Demokratiefreie Zone Ostdeutschland?

In den letzten Tagen kennt der Blätterwald nur ein Thema: Die Schlägerei in Mügeln.

Die Medien sprechen von Hetzjagd, Rechtsextremismus, die Inder wurden quer durch die Stadt geprügel usw.
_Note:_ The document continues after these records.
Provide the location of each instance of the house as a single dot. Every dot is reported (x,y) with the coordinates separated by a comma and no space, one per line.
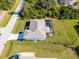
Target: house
(37,30)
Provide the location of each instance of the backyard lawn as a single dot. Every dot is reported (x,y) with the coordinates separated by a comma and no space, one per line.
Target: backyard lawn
(51,47)
(70,28)
(8,15)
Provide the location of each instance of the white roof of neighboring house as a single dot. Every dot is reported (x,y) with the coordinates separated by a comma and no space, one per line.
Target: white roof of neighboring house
(36,30)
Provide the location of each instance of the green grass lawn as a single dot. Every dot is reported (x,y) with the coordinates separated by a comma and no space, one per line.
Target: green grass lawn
(8,15)
(69,26)
(41,49)
(19,26)
(45,48)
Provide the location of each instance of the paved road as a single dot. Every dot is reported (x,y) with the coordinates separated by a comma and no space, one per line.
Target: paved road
(8,29)
(2,15)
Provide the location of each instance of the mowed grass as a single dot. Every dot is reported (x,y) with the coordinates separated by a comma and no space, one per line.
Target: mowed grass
(7,16)
(19,26)
(5,20)
(42,49)
(53,46)
(69,26)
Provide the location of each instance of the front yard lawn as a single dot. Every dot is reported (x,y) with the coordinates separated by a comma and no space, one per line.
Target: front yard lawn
(52,47)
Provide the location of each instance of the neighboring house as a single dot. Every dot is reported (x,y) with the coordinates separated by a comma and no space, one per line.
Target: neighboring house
(67,2)
(37,30)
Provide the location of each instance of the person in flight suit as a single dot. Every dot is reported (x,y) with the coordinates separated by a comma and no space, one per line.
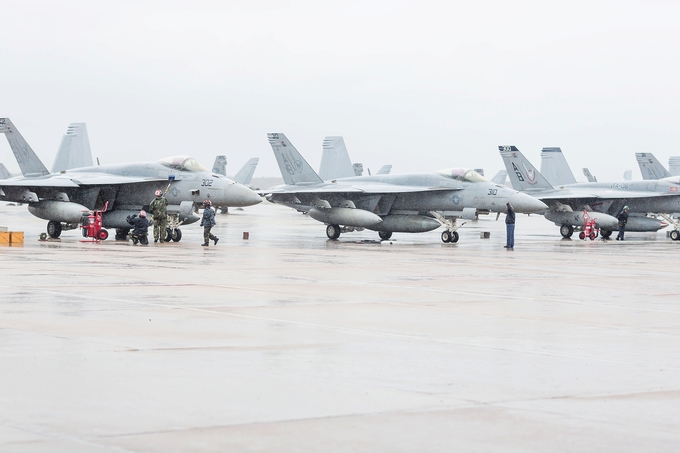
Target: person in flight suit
(159,210)
(207,222)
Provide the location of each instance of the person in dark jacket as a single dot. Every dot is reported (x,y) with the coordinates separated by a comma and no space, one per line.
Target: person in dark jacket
(141,227)
(510,227)
(207,222)
(623,220)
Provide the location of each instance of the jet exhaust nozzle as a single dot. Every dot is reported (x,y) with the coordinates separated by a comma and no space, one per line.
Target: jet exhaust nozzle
(604,221)
(59,211)
(345,216)
(406,224)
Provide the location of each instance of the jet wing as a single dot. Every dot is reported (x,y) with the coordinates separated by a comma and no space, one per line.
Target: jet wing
(603,195)
(366,188)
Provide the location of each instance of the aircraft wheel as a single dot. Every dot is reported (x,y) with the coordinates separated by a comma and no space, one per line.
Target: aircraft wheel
(54,229)
(333,231)
(566,231)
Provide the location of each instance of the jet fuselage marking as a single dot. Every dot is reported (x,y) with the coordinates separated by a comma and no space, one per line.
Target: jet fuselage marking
(517,172)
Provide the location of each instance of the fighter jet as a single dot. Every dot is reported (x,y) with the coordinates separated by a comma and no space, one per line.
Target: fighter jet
(389,203)
(335,161)
(603,201)
(243,176)
(62,198)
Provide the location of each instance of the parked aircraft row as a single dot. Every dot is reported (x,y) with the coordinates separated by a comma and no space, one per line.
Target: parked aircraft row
(335,196)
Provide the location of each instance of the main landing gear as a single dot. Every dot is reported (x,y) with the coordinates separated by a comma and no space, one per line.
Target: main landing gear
(675,233)
(566,231)
(54,229)
(451,233)
(333,231)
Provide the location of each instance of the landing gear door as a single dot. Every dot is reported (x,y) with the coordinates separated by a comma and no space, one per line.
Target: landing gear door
(186,208)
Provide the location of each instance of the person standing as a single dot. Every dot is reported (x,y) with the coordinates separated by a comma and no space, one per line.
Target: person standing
(207,222)
(159,210)
(141,228)
(510,227)
(623,220)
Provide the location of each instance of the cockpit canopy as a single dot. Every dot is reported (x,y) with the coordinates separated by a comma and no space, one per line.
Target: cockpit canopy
(672,179)
(183,163)
(462,174)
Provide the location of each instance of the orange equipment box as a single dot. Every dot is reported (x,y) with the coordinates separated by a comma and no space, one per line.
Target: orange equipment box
(16,237)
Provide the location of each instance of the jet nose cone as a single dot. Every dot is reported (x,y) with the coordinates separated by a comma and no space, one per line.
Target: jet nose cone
(524,203)
(240,196)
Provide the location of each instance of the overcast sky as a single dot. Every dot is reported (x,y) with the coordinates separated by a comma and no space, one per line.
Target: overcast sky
(422,85)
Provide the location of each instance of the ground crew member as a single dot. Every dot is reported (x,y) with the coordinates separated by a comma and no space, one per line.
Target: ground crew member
(623,220)
(510,227)
(159,209)
(141,227)
(207,222)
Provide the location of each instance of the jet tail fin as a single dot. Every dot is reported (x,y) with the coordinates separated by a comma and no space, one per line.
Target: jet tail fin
(28,161)
(294,168)
(385,170)
(220,165)
(650,167)
(523,175)
(4,173)
(74,150)
(335,162)
(589,175)
(674,165)
(554,167)
(245,174)
(500,177)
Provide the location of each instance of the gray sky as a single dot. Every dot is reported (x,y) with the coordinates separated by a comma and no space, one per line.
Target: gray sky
(422,85)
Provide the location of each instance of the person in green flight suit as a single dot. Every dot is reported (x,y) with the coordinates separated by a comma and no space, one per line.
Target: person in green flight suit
(159,209)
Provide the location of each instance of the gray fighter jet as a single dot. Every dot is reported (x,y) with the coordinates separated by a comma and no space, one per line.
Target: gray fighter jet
(603,201)
(389,203)
(62,198)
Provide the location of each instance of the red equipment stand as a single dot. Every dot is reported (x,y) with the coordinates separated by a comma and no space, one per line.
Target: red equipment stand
(92,226)
(590,228)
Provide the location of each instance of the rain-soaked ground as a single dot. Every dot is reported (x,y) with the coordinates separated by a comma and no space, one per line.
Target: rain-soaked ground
(289,342)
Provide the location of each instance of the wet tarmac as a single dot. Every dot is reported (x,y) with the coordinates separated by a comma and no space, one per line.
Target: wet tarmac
(289,342)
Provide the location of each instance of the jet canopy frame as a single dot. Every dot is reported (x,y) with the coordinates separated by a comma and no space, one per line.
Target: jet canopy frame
(182,163)
(462,174)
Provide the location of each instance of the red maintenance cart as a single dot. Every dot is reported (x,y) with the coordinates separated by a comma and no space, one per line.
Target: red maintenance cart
(590,228)
(92,226)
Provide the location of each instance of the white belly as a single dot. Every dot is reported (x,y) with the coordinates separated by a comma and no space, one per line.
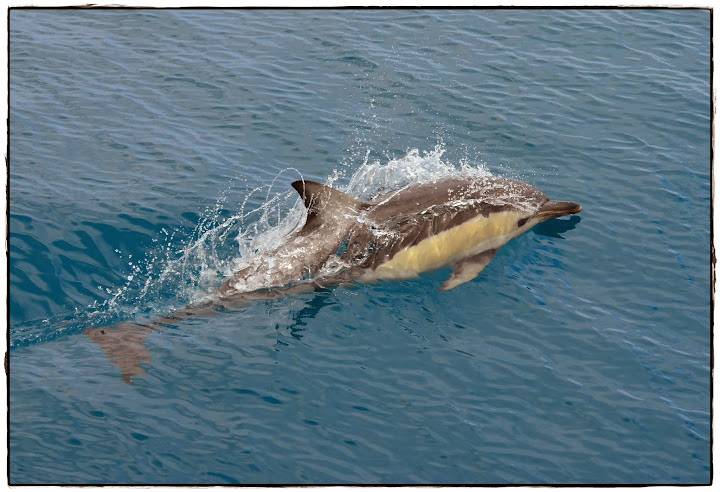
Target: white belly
(449,247)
So bedauernswert der Vorfall auch war – die ganzen Vorverurteilungen und auch die Beschuldigen der Bundespolitiker sind beschämend.

Frau Roth weiss zum Beispiel das es einnen rechtsextremen Hintergrund gibt, der Bürgermeister von Mügeln bekommt seine Worte im Mund umgedreht und es wird aus Berlin gefordert, dass er zurücktreten soll.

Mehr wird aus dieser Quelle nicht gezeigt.